Tuesday, 3 January 2017

Roast sirloin

With the holiday season approaching, we decided we wanted a joint of beef for New Year's Day. We were thinking about rib because that's a bit of a favourite but finally settled on dry aged sirloin. We bought it, plonked it in the fridge and waited for the day to arrive.

I say waited, we were eating the other stuff I've posted about but you get what I mean.


New Year's Eve came and we popped into town to buy some shoes because my boots had a hole in that Timpsons wanted £45 to fix. Six shops later, shoes in hand, my girlfriend started the plan unraveling. "Do you want to take me to the pub for a drink?".

Skip forward and she can't remember the journey home and I didn't get up 'til the afternoon. I've no idea what we ended up eating. Oh well, it was still the new year, just a day further in than we planned. By the time we sank our gnashers into it, it was probably 6 weeks aged.

Vital statistics : 57 degrees for 4 hours




There's two things to note in the next picture.

Firstly, the bag's way too big for the food. A-bloody-gain. To be honest, I tried making a bag but the beef wouldn't fit so I cut down a larger pre-made bag but cut it too short. In the end I just went with a large bag. Sod it.

The other thing to note is I've triple sealed it. This was because it wasn't a cheap piece of meat so I triple sealed it to rule out any chance of failure. Being a bit OCD, the spacing of the seals makes me happy.


Sous vide roast sirloin


A 9.30 cooking start launched us firmly into lunchtime eating territory and straight out of the bath, this is what we got. There's some juices in the bag - we used these in the sauce.




Now for all the previous posts, everything's looked grim straight out of the water bath but this one actually looks quite appetising. Apart from the string bit, obviously.




As ever, the next stage is to give it some colour. I was going to blowtorch it but couldn't be blessed standing out in the cold like a muppet so out came the trusty frying pan. Given my feelings on blowtorches it seemed a warmer and less incendiary option but in hindsight, blowtorching would've been the safer bet as a jet of hot oil's 'compromised' one of my girlfriend's lenses. Hopefully it's not a permanent breach or I'll be buying her a new one. Now that would be an expensive meal.




Just to prove it's beef-like credentials, this picture shows the horn.




Et voila - lunch. At this point my girlfriend was thinking about the damage to her camera while I was readying my excuses if I'd ruined both that and the beef.


Sous vide roast sirloin


And no, I don't own a carving fork.




The next photos show just how juicy it turned out.


Sous vide roast sirloin
Sous vide roast sirloin


I'm only posting the next picture to remind myself what vegetables look like.


Sous vide roast sirloin
Sous vide roast sirloin


I was a bit worried I might have done it a fraction too low but this was perfect I think. No pressure, no thermometers, just plenty juicy and just the right shade of pink. It took something that's easy to ruin and didn't.
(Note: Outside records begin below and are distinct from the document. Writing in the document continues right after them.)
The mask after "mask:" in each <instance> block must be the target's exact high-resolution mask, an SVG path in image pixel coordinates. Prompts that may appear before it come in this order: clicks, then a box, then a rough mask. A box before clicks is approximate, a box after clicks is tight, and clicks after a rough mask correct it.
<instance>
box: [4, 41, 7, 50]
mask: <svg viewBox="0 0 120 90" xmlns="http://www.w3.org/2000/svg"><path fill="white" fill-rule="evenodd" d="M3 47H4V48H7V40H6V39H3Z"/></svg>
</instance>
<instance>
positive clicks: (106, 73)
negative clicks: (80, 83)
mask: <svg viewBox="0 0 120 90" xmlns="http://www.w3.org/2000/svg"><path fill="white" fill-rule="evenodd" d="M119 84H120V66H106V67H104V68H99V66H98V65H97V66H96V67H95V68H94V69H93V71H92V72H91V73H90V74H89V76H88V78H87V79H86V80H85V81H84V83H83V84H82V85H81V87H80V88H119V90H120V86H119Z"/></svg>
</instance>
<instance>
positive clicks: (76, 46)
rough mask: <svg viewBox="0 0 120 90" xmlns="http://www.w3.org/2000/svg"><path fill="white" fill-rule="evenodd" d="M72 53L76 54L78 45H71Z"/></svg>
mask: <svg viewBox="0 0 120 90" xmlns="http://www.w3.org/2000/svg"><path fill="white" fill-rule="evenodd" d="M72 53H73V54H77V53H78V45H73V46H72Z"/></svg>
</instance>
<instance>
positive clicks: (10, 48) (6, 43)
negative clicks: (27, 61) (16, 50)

I will point something out though. You can see some, shall we say 'juices' in a close-up below.


Sous vide roast sirloin


It certainly wasn't rare because we don't like it that way. I think this is where the knife pushed some of the juices out. To sort this out in future, I'd either remove the slightly tough piece just under the fat or turn it over before carving so it needs less downwards pressure to cut through that small sinewy bit.

To summarise we'd definitely have this again and do it exactly the same way.

One other point I would make and it only applies to a small subsection of readers. If you're thinking of starting a food blog, use a backup camera for any frying shots. It's great to get the best pictures you can but not when it causes £80 of damage for every post. We'll probably use my phone for those shots in future because I hardly use the camera on that so don't mind if it gets ruined. Just remember, we do these things so you don't have to.